An Intuitive Control for a Wearable Supernumerary Robotic Limb
Jarrassé, Nathanael, Sorbonne Université, ISIR UMR 7222 CNRS
Poignant, Alexis, Sorbonne Université, ISIR UMR 7222 CNRS
Legrand, Mathilde, Sorbonne Université, ISIR UMR 7222 CNRS
Khoramshahi, Mahdi, Sorbonne Université, ISIR UMR 7222 CNRS
Morel, Guillaume, Université Pierre Et Marie Curie - Paris 6
Keywords: Neurorehabilitation - Robotics, Neurorehabilitation - Wearable systems, Human performance
Abstract: Supernumerary robotic limbs (SRL) are wearable robotic devices that promise to augment the wearers' motor capabilities and coordinate with their natural limbs. However, current SRLs are controlled with little robust and hardly flexible automatic behaviours inspired from conventional robotics. We introduce here a concept of intuitive voluntary control of an SRL, exploiting an approach we recently developed for prosthetics limbs relying on the minimization of the body compensation of the user. We present preliminary results obtained on the control of a virtual SRL to perform advanced manipulation task involving both hands and the SRL. These preliminary results illustrate the possibility offered by this control strategy and by controllable SRL in general to enhance operator’s manipulation abilities.

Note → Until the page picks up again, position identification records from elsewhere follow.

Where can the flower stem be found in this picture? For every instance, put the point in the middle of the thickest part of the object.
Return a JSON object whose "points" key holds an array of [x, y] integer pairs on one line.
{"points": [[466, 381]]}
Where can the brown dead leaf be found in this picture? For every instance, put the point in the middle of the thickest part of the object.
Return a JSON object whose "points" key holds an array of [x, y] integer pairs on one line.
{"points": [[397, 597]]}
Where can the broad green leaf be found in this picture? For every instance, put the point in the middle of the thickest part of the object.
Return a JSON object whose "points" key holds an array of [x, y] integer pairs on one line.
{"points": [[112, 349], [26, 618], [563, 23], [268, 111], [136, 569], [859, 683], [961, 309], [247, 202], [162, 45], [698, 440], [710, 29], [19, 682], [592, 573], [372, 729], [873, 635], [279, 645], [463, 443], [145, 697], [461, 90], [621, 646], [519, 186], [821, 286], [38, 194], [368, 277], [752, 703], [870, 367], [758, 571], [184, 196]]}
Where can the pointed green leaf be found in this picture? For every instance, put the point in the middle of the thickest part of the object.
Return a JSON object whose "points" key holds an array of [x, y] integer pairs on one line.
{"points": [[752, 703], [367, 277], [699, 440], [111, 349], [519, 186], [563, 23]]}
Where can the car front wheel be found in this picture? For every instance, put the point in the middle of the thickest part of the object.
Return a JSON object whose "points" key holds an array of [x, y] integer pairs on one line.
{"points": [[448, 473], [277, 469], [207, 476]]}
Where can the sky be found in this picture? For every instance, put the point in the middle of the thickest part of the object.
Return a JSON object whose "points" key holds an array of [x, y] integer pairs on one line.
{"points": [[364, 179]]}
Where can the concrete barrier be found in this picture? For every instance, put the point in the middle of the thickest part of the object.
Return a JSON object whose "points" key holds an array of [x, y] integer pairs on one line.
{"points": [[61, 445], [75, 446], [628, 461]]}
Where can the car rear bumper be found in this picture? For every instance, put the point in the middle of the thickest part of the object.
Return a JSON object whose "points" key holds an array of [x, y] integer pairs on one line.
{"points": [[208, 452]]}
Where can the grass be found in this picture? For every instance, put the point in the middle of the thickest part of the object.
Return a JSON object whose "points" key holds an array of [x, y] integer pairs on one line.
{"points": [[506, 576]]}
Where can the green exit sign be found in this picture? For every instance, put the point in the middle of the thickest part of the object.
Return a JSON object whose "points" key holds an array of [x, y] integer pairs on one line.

11:20-11:40 | Paper ThA3.5
Cartesian Space Feedback for Real Time Tracking of a Supernumerary Robotic Limb: A Pilot Study
Pinardi, Mattia, Campus Bio-Medico, University of Rome
Raiano, Luigi, Unit of Biomedical Robotics and Biomicrosystems, Department of E
Noccaro, Alessia, Università Campus Bio-Medico Di Roma
Formica, Domenico, Campus Bio-Medico University
Di Pino, Giovanni, Campus Biomedico University
Keywords: Human Performance - Sensory-motor, Human performance, Neuromuscular Systems - Wearable systems
Abstract: We present a system to provide the user with real time proprioceptive feedback regarding the state of a supernumerary robotic limb (SRL). The system converted the robot kinematics into a vibration amplitude-frequency value, using a custom electronic board. Four eccentric-motors placed on the leg delivered the vibrotactile pattern to subjects. We measured the accuracy in real-time tracking of the robot end-effector position and the delay from the robot movement onset. We tested four subjects in a preliminary study, and we found an average Position Error and a Delay of 0.084 ± 0.01 m and 1.169 ± 0.408 s respectively, which validated the feasibility of the presented setup. Increasing the learning phase duration should further improve subject performance. Additionally, the present platform could easily be employed to test the efficacy of dynamic feedbacks (such as joint angles and torques) for real time tracking of SRL.